O filme tem seu maior trunfo no naturalismo habilmente alcançado em algumas passagens. Sobretudo nas conversas entre Val e Jéssica ou entre Val e outras empregadas.

Daí a merecer essa quase unanimidade por aqui, além dos elogios rasgados alhures, tem uma grande distância.

Oscar Wilde dizia que para ser artista de verdade é necessário ter espírito crítico. Pois é justamente isso que está ausente no filme de Muylaert.

As atrizes estão bem, mas interpretam personagens que não passam de peças de propaganda governista: Jéssica representa o Brasil atual, Val (e todos os outros personagens), o Brasil antes de Lula.

Em dado momento, a patroa diz algo como "nossa, o país mudou mesmo", reagindo à notícia de que Jéssica prestará vestibular para a USP. É frase de panfleto político.

Alguns planos situam o filme na esfera do grotesco.

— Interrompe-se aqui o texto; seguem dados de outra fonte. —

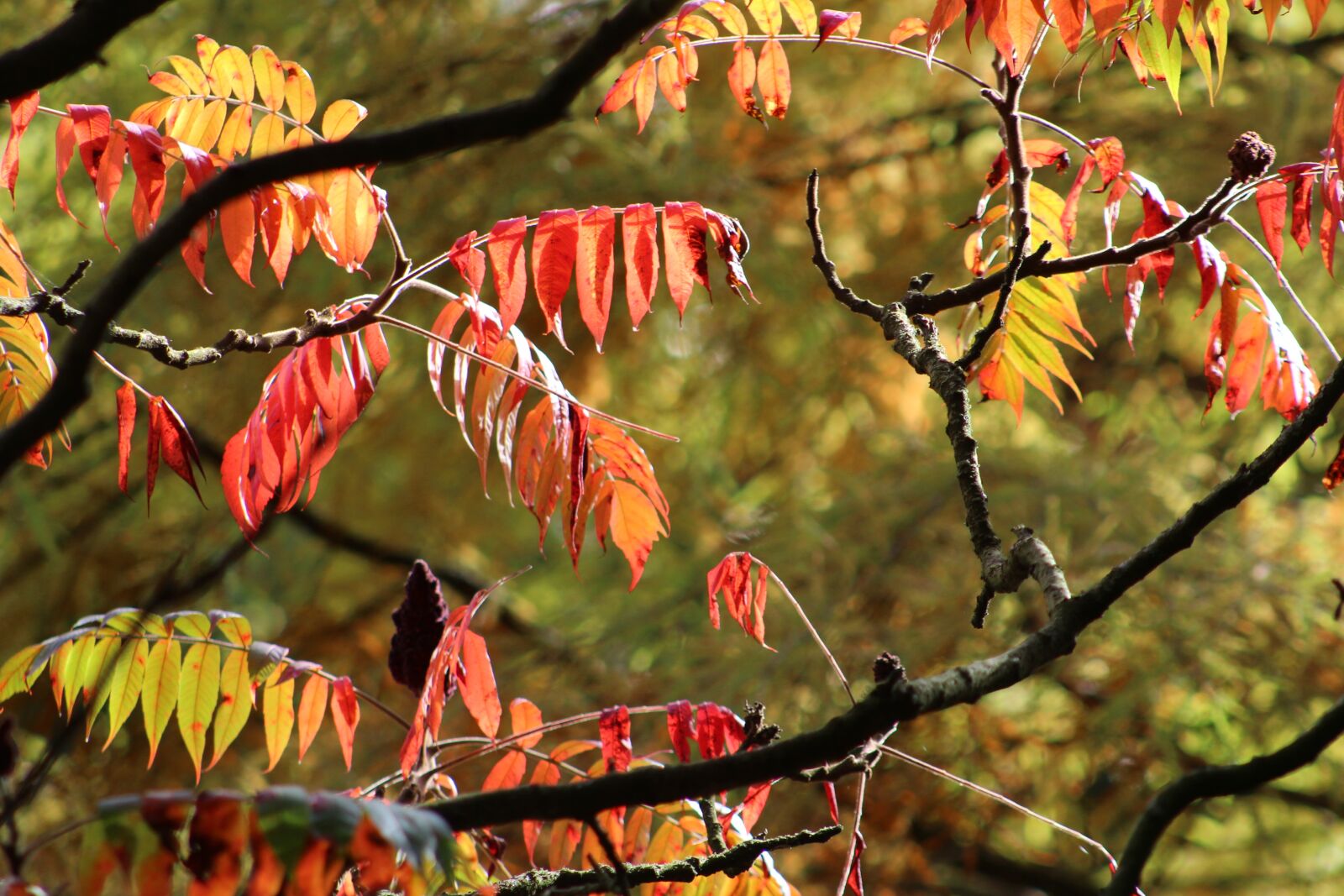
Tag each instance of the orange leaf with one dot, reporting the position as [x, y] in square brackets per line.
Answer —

Vemos o espanto dos que ainda não se acostumaram com quem rompe barreiras sociais.

E por que em dois momentos importantes com Camila Márdila só a vemos de perfil?

São falhas gritantes, entre outras, que prejudicam a dramaturgia e fazem com que o filme seja só uma caricatura mediana de um país caricatural por excelência.